Visit: for ‘Brief Issues’ as a first step. This and other links will be posted on our Resources  page under Alzheimer’s Update tab.

What is Alzheimer’s?

Definitions for Alzheimer’s disease (AD) vary from simple to clinical. The Alzheimer’s Association says:

Alzheimer’s is a type of dementia that causes problems with memory, thinking and behavior. Symptoms usually develop slowly and get worse over time, becoming severe enough to interfere with daily tasks.

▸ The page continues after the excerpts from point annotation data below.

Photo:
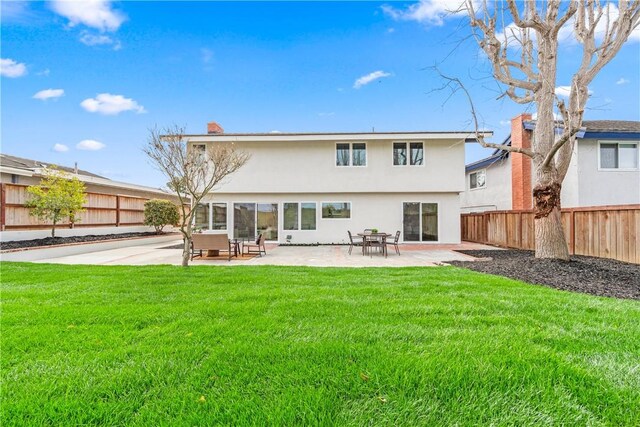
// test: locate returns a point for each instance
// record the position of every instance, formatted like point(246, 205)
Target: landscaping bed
point(49, 241)
point(590, 275)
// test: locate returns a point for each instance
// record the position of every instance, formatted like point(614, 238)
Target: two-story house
point(314, 187)
point(604, 169)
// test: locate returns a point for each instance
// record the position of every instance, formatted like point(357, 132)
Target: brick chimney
point(213, 127)
point(521, 197)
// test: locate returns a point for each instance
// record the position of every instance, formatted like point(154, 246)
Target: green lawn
point(237, 346)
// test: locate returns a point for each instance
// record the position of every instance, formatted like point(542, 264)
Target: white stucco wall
point(310, 167)
point(603, 187)
point(495, 195)
point(382, 211)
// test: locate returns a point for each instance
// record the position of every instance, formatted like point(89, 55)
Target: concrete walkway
point(153, 252)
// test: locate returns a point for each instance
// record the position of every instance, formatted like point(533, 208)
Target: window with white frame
point(477, 179)
point(619, 155)
point(299, 216)
point(351, 154)
point(408, 153)
point(332, 210)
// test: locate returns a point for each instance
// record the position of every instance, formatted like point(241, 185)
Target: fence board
point(100, 210)
point(601, 231)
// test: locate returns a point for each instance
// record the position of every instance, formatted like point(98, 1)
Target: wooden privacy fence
point(101, 210)
point(603, 231)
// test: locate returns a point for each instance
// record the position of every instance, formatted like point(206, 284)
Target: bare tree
point(192, 173)
point(523, 56)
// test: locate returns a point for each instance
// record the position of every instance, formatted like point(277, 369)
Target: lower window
point(420, 222)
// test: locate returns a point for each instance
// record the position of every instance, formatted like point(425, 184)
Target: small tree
point(192, 173)
point(160, 213)
point(58, 196)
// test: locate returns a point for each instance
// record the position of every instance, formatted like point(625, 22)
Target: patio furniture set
point(371, 240)
point(216, 243)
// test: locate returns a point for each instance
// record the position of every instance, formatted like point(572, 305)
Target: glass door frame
point(420, 214)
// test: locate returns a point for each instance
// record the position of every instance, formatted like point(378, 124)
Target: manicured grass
point(310, 346)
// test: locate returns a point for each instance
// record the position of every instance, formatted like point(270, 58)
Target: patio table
point(368, 238)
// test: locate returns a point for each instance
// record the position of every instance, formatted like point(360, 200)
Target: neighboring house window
point(618, 155)
point(354, 154)
point(219, 216)
point(336, 210)
point(477, 179)
point(299, 216)
point(415, 151)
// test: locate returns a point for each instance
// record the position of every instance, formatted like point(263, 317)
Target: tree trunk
point(186, 250)
point(550, 240)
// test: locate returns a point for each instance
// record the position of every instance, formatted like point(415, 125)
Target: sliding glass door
point(244, 220)
point(251, 219)
point(420, 222)
point(267, 222)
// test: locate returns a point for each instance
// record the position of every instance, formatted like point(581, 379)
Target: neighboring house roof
point(28, 167)
point(626, 129)
point(602, 128)
point(495, 157)
point(32, 165)
point(468, 136)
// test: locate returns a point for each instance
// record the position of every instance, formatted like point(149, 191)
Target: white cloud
point(365, 80)
point(108, 104)
point(90, 145)
point(565, 91)
point(11, 68)
point(49, 94)
point(96, 14)
point(431, 12)
point(90, 39)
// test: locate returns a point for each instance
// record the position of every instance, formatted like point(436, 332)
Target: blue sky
point(93, 78)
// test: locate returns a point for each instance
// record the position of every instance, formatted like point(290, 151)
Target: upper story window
point(477, 179)
point(351, 154)
point(619, 155)
point(408, 153)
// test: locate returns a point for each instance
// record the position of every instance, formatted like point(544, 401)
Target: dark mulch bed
point(19, 244)
point(596, 276)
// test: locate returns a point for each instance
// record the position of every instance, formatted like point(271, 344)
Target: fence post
point(117, 210)
point(572, 235)
point(3, 207)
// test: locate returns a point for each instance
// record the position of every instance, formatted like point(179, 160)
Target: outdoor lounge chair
point(210, 242)
point(396, 239)
point(255, 248)
point(359, 242)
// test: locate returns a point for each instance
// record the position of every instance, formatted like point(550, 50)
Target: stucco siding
point(310, 167)
point(604, 187)
point(496, 195)
point(381, 211)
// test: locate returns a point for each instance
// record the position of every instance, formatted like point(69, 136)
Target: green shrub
point(160, 213)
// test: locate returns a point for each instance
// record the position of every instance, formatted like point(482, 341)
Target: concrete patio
point(153, 251)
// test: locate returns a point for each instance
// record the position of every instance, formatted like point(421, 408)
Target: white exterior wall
point(302, 168)
point(382, 211)
point(495, 195)
point(604, 187)
point(310, 167)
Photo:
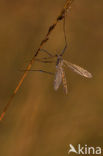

Why is it called Alzheimer’s?

The disease is named for Dr. Aloysius Alzheimer, or Alois for short. He was a neurologist practicing in Germany beginning in the 1890s. In 1901 he observed severe senile dementia behavior from a 51, year old female patient. Since the observations of her case, the terms plaques and tangles have been part of AD research for over 100 years.

Today, advances in MRI and PET scan imaging technology enables a more accurate diagnosis of specific dementias. This is important, so the most beneficial treatment can be planned.

Treatment for Alzheimer’s disease is different than treatment for Parkinson’s. Both produce memory issues but for different reasons. With a more effective diagnosis’s a more effective treatment can begin. The two diseases don’t necessarily use the same medications.

Presently, FDA approved drugs most commonly prescribed for early stage Alzheimer’s are Aricept, Exelon and Razadyne, all cholinesterase inhibitors and Namenda, a memantine.

Their scientific make up is too involved to describe here. Simply said, they slow down the progression of memory loss and confusion in the early stages of AD. They are not a cure.

Their benefit…

When administered after an AD diagnosis, in the early stages of the disease, symptoms can be slowed. Why is this important? As the progression of AD is reduced, it allows the patient and family time.

Time to accomplish several things. Depending on age, to continue to work. To build new relationships with family, support groups and doctors. To review financial and legal concerns and to participate in research trials. Also, to become an advocate for AD research and care partner education.

This site and blog will present current information, encourage others to share ideas ‘that work’, help address problems and provide the latest updates in a simple and relatable language.